Glenn
New Member
- Joined
- Nov 14, 2009
- Messages
- 2,908
- Reaction score
- 0
My thoughts are that the fox headline and the four-year old shoots...headlines are deliberately chosen to attract attention and sell papers.Good for you. I'm also working on a B.A. in English. :P I think we are looking at it differently based on our own perceptions. You say it implies intent, I say it does not.

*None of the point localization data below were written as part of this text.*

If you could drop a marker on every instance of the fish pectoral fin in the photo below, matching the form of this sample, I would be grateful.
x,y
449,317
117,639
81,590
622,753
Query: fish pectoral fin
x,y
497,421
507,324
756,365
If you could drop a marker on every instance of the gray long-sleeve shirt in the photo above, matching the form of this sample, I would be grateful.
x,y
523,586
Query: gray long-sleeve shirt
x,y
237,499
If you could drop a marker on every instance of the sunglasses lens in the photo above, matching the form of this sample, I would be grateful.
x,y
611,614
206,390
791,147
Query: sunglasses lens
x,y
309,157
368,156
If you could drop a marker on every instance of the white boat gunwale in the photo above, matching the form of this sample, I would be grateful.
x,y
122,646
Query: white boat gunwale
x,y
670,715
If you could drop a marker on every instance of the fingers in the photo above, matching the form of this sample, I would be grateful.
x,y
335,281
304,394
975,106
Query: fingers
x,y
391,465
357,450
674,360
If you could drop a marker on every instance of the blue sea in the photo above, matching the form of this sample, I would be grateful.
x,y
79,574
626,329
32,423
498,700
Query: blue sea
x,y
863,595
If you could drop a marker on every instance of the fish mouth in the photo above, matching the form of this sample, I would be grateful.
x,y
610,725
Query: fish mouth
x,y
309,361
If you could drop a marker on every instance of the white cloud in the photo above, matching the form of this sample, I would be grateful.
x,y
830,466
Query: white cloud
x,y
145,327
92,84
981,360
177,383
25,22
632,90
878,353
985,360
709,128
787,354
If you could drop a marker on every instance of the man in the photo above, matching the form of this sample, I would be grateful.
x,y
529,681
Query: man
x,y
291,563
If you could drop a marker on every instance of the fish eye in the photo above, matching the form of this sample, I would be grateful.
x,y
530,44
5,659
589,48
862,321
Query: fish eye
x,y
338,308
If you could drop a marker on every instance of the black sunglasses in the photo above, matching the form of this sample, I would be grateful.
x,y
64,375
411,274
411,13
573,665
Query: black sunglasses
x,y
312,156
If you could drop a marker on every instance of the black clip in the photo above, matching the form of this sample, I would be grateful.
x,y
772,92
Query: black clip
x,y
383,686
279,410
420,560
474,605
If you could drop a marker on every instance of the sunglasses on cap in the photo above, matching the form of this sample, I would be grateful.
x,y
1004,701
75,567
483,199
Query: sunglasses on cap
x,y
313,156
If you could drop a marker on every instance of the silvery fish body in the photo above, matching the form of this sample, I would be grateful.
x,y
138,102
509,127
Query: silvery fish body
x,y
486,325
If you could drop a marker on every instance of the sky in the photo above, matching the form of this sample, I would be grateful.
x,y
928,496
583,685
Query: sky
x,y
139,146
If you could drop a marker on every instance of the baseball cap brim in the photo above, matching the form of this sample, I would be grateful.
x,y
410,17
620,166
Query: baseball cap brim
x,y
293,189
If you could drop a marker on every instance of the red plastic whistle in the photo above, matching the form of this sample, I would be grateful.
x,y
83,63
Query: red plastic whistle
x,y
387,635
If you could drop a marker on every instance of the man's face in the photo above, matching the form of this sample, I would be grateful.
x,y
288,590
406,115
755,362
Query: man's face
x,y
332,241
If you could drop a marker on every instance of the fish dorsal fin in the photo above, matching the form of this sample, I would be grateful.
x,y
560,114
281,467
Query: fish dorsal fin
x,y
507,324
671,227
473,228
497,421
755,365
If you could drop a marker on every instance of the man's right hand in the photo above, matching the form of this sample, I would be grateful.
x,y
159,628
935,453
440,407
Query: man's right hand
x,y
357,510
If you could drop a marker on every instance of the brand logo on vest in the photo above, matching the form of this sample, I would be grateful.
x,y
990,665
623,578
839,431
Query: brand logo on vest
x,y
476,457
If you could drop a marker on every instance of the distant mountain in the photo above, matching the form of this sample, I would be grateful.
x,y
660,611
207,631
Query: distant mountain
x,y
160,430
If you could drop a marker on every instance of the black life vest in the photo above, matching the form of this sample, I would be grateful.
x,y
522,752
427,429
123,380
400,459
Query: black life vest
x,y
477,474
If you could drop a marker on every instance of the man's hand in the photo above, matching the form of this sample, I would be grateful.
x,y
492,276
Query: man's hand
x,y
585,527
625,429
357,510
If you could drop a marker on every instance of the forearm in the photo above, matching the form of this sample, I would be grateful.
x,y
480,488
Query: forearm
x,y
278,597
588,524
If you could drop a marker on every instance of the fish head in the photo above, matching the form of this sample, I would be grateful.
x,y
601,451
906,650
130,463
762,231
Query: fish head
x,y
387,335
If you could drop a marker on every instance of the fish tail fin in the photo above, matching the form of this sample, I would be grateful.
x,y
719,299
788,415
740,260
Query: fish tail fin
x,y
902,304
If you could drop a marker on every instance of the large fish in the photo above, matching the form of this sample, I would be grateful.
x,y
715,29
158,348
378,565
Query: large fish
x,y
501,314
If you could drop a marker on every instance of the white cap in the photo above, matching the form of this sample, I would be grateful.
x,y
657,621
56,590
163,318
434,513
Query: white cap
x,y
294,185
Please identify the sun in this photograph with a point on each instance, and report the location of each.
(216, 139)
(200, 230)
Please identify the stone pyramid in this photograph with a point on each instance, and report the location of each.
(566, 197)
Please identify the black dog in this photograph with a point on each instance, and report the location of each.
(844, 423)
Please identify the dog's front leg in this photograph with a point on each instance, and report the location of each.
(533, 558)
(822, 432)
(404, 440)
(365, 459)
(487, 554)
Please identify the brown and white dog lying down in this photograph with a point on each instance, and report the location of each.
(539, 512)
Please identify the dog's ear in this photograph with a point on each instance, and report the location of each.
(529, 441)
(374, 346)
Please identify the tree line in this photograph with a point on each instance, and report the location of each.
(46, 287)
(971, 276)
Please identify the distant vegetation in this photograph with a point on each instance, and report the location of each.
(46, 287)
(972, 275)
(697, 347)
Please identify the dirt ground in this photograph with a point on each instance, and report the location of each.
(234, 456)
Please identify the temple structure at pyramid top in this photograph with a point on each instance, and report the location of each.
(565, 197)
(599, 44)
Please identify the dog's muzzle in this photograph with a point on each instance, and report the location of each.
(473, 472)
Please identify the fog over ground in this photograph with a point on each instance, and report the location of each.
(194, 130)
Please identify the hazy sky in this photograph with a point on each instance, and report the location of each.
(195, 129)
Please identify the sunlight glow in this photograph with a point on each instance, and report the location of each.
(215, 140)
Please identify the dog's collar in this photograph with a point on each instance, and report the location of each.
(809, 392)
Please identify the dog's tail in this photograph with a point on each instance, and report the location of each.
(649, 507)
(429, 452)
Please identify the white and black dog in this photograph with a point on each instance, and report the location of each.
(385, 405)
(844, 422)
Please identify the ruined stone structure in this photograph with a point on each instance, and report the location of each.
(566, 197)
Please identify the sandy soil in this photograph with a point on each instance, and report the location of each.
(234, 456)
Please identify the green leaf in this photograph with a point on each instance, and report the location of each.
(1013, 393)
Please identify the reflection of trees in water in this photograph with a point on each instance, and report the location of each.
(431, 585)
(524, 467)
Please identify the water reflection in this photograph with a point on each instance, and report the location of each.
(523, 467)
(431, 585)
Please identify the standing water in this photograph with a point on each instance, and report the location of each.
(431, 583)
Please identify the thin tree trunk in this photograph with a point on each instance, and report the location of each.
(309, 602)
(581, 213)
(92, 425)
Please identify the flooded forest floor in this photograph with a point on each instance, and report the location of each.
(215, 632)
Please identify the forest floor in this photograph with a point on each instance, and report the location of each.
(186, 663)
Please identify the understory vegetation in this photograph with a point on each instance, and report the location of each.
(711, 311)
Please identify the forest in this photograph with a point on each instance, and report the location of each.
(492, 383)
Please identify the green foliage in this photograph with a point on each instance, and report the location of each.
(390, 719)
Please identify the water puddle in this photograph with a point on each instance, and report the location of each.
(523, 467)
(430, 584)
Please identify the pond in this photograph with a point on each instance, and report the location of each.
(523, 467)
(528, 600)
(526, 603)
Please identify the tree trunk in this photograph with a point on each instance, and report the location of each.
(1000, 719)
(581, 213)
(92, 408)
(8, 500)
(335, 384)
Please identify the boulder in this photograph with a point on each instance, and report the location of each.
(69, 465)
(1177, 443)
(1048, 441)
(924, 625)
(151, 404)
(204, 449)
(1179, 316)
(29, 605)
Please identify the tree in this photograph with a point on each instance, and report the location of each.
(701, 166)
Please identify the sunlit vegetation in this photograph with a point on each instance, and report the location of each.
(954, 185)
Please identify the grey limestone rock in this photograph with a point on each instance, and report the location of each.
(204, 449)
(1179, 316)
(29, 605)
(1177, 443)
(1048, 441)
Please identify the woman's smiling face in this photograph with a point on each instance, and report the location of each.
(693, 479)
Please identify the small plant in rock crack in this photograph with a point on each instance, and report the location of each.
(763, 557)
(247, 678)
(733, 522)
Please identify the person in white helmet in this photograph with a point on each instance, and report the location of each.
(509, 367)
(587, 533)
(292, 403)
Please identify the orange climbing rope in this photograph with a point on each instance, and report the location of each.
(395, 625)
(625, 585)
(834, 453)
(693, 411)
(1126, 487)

Alex stated it is vague enough to be either way. To shoot something implies intent. Yes. But kids playing with guns, shoot them, accidentally wounding or even killing their friends and/or family. I don't think a child would intentionally shoot someone to cause them harm. Before you decide to go deeper with this, I am implying children who can't yet tell the difference between a toy gun and a real gun and they have irresponsible idiots for parents that don't lock their guns up. I've seen headlines that read 'Four-Year-Old Shoots Brother Playing Cowboys and Indians". Does this example title imply intent or accident? The one intended to 'shoot' the other, however it was real and discharged a bullet. Will the court hold the child accountable for his actions for 'shooting' the gun. At this age the child will readily admit to 'shooting' the gun in questioning.
Thoughts?
Alex said that fox headline s vague, which I agree with.
They are headlines and their aim is different. More sensationalist writing than precise writing.
All this is what I think and I am not saying you're wrong. We have different ways of looking at it.